In many applications, including natural language processing, sensor networks, collaborative filtering, and federated learning, data are collected in batches, some potentially corrupt, biased, or even adversarial. Learning algorithms for this setting have therefore garnered considerable recent attention. We develop a general framework for robust learning from batches, and determine the least number of samples required for robust density estimation and classification over both discrete and continuous domains. Perhaps surprisingly, we show that robust learning can be achieved with essentially the same number of samples as required for genuine data. For the important problems of learning discrete and piecewise-polynomial densities, and of interval-based classification, we achieve these limits with polynomial-time algorithms.
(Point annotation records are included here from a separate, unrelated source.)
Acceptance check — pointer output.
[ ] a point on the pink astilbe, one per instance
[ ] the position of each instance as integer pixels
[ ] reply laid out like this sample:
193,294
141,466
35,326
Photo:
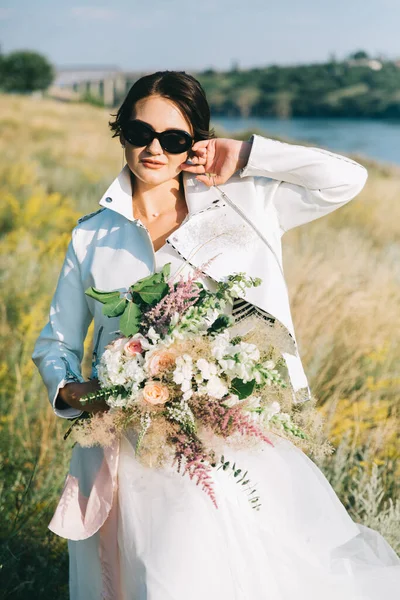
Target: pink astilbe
178,300
225,420
197,464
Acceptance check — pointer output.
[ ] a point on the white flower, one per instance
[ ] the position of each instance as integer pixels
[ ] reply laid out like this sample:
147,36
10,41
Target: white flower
216,388
253,402
269,364
188,394
220,345
206,368
236,290
152,335
133,371
117,401
273,409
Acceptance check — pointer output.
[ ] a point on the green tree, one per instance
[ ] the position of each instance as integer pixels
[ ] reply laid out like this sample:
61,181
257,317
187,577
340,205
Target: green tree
359,55
25,71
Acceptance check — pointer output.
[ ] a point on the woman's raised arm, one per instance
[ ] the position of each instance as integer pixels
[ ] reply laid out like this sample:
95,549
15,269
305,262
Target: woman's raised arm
308,183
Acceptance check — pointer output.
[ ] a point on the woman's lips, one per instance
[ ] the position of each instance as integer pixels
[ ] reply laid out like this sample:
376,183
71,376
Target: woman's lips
152,165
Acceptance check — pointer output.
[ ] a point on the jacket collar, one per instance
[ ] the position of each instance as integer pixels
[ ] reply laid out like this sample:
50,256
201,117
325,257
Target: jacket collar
118,196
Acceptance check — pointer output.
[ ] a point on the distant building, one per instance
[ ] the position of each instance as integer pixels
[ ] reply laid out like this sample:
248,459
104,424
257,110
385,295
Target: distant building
372,63
107,83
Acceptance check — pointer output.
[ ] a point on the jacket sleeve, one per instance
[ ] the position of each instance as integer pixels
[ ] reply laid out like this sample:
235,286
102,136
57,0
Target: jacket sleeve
307,183
59,349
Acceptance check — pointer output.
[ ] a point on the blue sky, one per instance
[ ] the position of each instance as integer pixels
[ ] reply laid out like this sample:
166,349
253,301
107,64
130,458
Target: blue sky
184,34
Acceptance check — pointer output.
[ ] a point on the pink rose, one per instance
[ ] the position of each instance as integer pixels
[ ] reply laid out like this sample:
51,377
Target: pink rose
155,393
132,347
160,360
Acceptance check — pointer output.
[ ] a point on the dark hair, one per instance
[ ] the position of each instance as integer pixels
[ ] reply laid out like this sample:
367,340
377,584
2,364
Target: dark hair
178,86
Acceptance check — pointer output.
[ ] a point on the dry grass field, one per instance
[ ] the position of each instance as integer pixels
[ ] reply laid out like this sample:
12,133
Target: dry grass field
343,273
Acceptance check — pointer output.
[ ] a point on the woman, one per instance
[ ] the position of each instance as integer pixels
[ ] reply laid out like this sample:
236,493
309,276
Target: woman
185,197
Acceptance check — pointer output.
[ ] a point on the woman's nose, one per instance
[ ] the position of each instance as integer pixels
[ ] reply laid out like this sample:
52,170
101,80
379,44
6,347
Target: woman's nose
154,147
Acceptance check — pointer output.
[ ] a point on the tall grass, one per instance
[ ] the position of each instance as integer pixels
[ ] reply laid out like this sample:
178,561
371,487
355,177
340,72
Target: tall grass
343,273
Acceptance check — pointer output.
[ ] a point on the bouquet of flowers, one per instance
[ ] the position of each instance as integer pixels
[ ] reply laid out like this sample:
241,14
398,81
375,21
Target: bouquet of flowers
189,379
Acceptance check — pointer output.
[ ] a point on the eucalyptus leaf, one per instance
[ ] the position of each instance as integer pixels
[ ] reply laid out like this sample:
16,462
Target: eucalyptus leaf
130,320
115,307
242,389
153,293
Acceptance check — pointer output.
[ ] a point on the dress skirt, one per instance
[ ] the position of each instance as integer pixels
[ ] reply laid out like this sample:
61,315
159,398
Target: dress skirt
174,544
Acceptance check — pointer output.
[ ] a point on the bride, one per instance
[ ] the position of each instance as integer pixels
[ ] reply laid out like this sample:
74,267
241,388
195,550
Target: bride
183,197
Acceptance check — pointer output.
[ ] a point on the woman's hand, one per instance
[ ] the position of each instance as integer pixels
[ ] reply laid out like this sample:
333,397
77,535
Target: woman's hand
71,393
221,157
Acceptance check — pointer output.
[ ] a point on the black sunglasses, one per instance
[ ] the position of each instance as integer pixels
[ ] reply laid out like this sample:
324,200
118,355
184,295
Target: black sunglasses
174,141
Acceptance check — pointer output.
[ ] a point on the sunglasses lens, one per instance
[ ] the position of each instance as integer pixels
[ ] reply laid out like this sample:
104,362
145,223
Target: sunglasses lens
138,134
176,142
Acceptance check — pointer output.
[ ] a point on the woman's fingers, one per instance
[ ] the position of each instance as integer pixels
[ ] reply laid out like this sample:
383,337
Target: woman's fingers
200,144
193,168
210,181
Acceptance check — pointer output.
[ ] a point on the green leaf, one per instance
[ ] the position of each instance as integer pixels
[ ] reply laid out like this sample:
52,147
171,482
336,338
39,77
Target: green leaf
114,308
153,294
130,319
166,270
102,297
242,389
220,324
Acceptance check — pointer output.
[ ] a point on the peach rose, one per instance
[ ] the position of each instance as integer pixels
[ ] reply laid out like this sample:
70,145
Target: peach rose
132,347
155,393
160,360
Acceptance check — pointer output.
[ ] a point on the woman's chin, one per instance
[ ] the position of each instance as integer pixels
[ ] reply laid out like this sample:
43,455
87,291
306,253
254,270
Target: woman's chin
153,176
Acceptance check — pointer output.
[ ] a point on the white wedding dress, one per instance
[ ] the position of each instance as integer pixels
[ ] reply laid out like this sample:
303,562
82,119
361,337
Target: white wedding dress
174,544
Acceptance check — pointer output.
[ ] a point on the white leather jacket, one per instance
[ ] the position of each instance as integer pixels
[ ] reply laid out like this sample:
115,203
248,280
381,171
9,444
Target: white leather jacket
240,223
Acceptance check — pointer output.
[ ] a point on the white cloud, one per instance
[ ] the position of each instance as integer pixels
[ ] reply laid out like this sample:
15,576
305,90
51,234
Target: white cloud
93,13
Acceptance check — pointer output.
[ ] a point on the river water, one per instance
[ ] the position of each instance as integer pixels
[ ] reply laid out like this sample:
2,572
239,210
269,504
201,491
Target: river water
372,138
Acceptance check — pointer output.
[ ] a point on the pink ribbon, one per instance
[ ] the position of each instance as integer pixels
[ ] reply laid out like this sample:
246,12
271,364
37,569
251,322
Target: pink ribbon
78,517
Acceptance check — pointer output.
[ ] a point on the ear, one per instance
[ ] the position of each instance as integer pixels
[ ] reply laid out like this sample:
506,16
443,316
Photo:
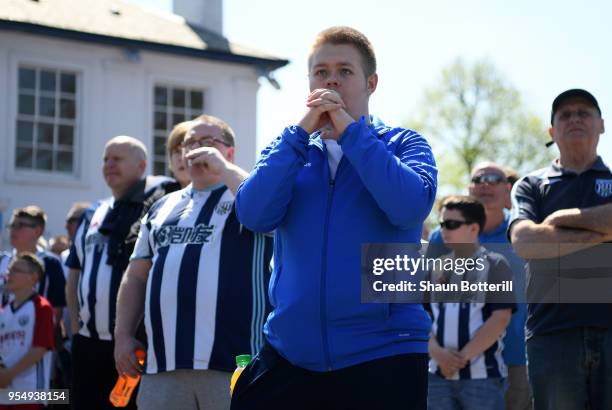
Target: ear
230,155
371,83
39,230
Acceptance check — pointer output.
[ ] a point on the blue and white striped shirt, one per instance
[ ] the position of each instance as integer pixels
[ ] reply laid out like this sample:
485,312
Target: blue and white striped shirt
206,298
455,324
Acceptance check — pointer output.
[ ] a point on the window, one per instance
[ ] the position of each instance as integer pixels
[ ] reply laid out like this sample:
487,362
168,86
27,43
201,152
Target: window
171,105
45,128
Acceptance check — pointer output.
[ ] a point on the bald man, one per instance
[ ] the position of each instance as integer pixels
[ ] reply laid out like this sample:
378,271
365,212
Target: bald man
98,258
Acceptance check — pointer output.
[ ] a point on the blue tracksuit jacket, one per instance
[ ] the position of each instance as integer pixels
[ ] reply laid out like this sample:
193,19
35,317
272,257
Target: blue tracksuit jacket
384,188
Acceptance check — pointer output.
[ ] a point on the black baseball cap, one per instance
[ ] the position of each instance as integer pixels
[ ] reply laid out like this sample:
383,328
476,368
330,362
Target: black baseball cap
573,93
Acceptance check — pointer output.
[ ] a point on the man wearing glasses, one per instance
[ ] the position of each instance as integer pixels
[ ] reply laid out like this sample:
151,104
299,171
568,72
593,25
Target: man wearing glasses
200,280
489,184
562,225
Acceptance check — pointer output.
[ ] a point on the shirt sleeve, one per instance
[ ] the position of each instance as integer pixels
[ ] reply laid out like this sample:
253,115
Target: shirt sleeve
143,248
499,273
43,325
524,203
77,248
56,293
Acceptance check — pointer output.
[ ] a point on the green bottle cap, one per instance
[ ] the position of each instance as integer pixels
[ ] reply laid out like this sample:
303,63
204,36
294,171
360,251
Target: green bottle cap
243,360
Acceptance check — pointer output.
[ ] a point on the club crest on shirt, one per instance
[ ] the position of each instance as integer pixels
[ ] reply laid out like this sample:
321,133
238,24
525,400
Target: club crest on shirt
603,187
174,235
223,207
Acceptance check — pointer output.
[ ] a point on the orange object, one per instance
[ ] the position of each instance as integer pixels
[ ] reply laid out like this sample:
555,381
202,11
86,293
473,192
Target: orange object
242,362
121,393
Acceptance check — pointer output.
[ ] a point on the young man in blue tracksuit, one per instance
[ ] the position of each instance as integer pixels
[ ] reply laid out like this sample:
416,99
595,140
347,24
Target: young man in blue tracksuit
327,185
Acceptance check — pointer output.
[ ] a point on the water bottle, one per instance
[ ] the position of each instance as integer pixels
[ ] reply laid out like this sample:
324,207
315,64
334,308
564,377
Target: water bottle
241,362
121,393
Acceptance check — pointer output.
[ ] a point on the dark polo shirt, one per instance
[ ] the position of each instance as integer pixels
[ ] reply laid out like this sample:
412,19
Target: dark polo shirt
557,280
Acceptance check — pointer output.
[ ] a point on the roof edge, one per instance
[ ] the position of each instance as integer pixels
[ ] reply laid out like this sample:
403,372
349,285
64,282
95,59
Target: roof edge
216,55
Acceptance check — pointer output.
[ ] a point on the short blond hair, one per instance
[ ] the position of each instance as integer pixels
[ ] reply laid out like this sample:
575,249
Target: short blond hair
177,136
229,137
33,213
338,35
34,263
137,147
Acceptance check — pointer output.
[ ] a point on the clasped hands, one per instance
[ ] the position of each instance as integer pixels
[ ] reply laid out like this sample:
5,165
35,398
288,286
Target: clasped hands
327,113
449,361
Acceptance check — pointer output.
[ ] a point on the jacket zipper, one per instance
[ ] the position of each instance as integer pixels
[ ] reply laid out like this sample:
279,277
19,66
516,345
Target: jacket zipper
330,194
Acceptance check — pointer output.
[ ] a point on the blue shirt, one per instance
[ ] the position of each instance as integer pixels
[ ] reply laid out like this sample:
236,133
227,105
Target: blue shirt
514,341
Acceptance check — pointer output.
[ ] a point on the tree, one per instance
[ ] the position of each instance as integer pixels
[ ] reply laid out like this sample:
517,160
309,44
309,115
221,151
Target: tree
475,115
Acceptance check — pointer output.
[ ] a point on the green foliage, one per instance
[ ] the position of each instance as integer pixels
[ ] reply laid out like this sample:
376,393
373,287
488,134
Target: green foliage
475,115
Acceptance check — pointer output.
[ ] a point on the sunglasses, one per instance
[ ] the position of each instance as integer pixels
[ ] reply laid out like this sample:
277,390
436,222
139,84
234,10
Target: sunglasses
19,225
73,220
452,224
488,179
194,143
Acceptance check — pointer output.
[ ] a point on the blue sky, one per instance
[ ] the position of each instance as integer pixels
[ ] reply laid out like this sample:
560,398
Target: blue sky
541,47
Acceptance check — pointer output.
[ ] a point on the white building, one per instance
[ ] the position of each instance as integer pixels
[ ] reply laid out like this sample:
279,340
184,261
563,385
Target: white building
75,73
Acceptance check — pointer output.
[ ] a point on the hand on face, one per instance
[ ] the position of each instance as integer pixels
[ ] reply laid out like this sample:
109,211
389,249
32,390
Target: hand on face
209,158
326,112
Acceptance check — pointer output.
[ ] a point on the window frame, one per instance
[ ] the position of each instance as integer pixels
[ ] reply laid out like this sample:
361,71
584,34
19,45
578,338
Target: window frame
171,82
15,175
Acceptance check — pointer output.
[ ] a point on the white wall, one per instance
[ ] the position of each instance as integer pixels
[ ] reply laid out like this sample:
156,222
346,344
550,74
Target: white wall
116,98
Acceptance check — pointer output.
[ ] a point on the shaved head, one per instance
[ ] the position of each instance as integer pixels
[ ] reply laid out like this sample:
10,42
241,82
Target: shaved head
489,166
137,148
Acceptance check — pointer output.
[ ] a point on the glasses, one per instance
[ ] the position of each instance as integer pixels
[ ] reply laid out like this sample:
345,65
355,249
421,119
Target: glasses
194,143
452,224
19,225
488,179
14,271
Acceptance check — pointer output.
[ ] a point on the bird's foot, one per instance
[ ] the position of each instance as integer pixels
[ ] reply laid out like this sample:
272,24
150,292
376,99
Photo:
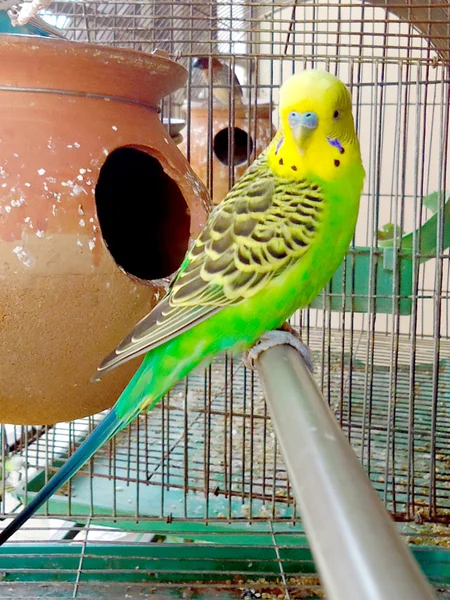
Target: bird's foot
285,335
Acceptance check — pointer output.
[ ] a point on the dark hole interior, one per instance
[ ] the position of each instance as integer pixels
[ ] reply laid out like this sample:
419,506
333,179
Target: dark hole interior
242,146
143,216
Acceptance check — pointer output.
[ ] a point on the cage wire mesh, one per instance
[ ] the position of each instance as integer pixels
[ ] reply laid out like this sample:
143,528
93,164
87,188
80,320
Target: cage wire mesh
204,465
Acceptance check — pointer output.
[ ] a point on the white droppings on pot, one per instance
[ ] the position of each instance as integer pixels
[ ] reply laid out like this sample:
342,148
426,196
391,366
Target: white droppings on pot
23,257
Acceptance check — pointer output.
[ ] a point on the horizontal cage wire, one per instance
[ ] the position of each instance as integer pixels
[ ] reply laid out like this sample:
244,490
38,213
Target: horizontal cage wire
204,465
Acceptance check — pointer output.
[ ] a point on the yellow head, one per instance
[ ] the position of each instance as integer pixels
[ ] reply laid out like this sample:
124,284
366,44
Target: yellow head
317,135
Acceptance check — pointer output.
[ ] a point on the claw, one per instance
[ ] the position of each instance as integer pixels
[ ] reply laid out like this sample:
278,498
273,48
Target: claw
277,338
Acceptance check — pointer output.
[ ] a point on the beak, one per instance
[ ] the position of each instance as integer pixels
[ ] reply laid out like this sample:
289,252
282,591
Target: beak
302,126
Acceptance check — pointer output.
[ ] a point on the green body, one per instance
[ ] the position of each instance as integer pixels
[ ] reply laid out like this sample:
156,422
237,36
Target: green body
236,328
266,250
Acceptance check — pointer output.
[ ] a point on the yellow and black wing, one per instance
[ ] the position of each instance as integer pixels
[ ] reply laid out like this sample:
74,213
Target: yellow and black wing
264,225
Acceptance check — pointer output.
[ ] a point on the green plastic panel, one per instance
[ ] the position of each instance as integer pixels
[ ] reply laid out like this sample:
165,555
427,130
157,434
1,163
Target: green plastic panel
353,276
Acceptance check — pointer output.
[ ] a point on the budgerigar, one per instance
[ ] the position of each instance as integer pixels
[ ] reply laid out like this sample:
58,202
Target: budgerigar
222,79
266,250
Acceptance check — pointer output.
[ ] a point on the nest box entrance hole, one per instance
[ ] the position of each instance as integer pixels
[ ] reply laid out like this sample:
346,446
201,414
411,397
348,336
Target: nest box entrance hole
143,216
242,146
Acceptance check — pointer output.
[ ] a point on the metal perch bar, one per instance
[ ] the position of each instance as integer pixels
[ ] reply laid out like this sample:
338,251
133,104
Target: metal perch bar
356,547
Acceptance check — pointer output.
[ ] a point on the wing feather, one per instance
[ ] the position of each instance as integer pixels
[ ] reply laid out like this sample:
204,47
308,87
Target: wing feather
263,226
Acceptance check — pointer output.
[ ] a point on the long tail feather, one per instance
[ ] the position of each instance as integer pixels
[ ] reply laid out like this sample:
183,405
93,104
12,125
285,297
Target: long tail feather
103,432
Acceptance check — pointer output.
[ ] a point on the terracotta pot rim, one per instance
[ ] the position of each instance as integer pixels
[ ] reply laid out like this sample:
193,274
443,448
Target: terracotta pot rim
38,64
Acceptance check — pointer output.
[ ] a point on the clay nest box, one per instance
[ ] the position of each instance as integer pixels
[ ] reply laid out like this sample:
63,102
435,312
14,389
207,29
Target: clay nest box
97,207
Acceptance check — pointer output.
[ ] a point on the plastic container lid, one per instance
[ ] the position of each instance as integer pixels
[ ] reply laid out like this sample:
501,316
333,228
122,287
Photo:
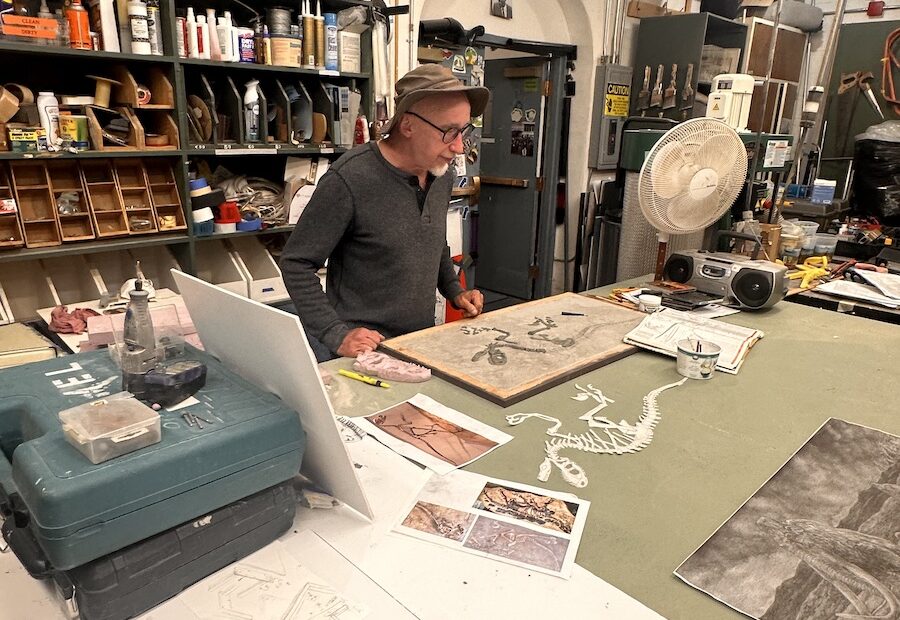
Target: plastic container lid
108,417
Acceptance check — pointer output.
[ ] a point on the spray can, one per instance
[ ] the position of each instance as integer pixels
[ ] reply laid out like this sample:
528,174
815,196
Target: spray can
331,41
320,37
180,29
140,31
48,111
79,26
154,27
251,112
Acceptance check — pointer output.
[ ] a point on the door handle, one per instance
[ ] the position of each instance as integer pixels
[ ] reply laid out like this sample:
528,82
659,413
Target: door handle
505,181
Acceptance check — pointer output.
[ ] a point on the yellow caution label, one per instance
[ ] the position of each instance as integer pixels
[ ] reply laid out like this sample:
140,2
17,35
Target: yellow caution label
617,96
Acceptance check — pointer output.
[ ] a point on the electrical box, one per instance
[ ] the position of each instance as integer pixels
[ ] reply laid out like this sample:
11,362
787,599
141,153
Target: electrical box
612,100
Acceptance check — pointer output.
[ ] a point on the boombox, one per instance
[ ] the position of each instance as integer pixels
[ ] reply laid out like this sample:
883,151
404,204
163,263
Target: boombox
747,283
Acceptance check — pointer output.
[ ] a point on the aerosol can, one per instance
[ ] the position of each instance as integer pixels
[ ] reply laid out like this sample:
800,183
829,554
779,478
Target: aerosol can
251,112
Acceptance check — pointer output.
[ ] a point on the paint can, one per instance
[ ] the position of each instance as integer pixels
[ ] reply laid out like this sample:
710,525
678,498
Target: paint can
286,50
696,359
279,20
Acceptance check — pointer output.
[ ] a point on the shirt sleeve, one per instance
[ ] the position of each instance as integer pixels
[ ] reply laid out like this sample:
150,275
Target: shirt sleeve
324,221
448,280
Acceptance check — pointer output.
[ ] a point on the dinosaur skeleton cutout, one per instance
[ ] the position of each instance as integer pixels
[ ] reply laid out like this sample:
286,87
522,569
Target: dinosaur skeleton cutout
604,436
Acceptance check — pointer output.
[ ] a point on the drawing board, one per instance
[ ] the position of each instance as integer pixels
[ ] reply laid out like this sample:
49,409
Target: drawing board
818,539
268,347
510,354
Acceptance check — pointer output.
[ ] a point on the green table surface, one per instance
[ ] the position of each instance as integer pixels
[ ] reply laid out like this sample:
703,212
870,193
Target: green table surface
717,441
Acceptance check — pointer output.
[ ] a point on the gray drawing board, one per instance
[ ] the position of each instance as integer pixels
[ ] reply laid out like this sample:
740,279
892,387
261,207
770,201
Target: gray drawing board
513,353
268,347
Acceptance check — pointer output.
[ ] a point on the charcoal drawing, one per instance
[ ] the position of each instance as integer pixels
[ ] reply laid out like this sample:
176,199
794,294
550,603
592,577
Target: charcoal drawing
818,540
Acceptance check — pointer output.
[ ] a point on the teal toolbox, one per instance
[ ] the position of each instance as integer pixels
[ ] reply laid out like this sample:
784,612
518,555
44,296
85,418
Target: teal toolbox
79,511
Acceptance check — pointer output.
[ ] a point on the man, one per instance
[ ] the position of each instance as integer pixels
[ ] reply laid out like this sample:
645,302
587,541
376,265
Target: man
379,215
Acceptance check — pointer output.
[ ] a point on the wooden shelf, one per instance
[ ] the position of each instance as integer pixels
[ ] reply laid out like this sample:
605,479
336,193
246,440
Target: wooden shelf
7,47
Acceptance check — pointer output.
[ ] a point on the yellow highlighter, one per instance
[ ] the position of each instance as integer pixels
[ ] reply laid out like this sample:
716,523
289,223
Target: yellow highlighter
363,378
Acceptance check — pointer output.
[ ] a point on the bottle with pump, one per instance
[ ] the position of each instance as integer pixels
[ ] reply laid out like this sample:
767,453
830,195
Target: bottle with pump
191,39
251,112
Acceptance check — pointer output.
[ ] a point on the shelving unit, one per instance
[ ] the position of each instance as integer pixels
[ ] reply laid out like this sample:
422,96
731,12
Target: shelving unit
117,186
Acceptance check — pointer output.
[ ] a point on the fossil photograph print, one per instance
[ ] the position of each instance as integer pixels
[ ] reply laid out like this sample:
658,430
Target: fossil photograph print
517,543
439,520
432,434
547,512
819,540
Based on joint work with Ayush Jain.
Bio: Alon Orlitsky received B.Sc. degrees in Mathematics and Electrical Engineering from Ben Gurion University, and M.Sc. and Ph.D. degrees in Electrical Engineering from Stanford University. After a decade with the Communications Analysis Research Department of Bell Laboratories and a year as a quantitative analyst at D.E. Shaw and Company, he joined the University of California San Diego, where he is currently a professor of Electrical and Computer Engineering and of Computer Science and Engineering and holds the Qualcomm Chair for Information Theory and its Applications. His research concerns information theory, statistical modeling, and machine learning, focusing on fundamental limits and practical algorithms for extracting knowledge from data. Among other distinctions, Alon is a recipient of the 2021 Information Theory Society Shannon Award and a co-recipient of the 2017 ICML Best Paper Honorable Mention Award, the 2015 NeurIPS Paper Award, and the 2006 Information Theory Society Paper Award.